I can remember one of our Chiefs who’s passed, Tzu’axha, he said, “When the government came to our fishermen as they were fishing for our soldiers, they asked if our people would be happy to pay a tax”. Fishermen were not taxed before that. If they would be willing to pay a tax to support the war effort and our fishermen said absolutely. Tzu’axha had a piece of paper that said that that tax would be gone after the war.
He lost the piece of paper, and apparently so did Canada because to this day there’s been a battle over those taxes. And I can remember that Chief leaving this world anxious about that broken promise.
I arrived amongst the Tsimshian and the Gitga’at 45 years ago. When I rounded the corner out here, I was amazed to find 14 seine boats, 12 being run by Gitga’at people, two others run by people married to Gitga’at people. There were 14 gillnetters that were owned by Gitga’ats, 30 gillnets with others that were — they had rented off of companies. There was 100 percent employment.
It was kind of amazing to me because I had come from the interior where I had — my first job, I made $250 a month. The first job I had on the coast, I made $30 a day. It was just amazing to me that I could make that kind of money.
When I got here, as I told you, I was adopted by the matriarch of the Eagles, and I was put into the care of the speaker of the Eagles at that time. His name was Txa Gwaatk. He was Bruce’s father. He was an amazing speaker, a trained speaker, and a leader not just of the Gitga’gat, but at one time he, too, was the president of the North Coast Tribal Council leading Niska and Haida and Tsimshian. It’s because of his skill as an orator, so I paid attention.
I was never allowed to come into this village without going to see him for counsel.

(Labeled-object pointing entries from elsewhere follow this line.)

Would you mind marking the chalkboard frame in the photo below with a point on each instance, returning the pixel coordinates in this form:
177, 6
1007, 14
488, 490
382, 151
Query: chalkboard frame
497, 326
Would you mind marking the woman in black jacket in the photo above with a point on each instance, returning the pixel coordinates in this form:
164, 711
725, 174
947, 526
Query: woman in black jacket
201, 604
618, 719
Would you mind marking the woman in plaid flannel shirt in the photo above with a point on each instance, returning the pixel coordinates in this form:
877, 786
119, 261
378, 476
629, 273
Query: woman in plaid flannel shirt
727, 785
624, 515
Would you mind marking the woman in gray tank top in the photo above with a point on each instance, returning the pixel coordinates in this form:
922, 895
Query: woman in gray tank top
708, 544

Our late Chief, JohnNiis’waalk Clifton, and Txa Gwaatk were best of friends, and I can remember sitting in Kiel when the two of them were reading the weather. They were looking to see what mountains were hooked to the top of what mountains, what clouds were hooked to the top of what mountains so they knew what the weather was going to be because, as you’ve heard Bruce talk about Simon, you’ve heard Henry talk about Simon, his uncles, and them all going to fish halibut.
They did that in harmony with nature. And more often than not, when the killer whales went by Kiel, Txa Gwaatk and Wahmoodmx knew that the weather was going to be good outside.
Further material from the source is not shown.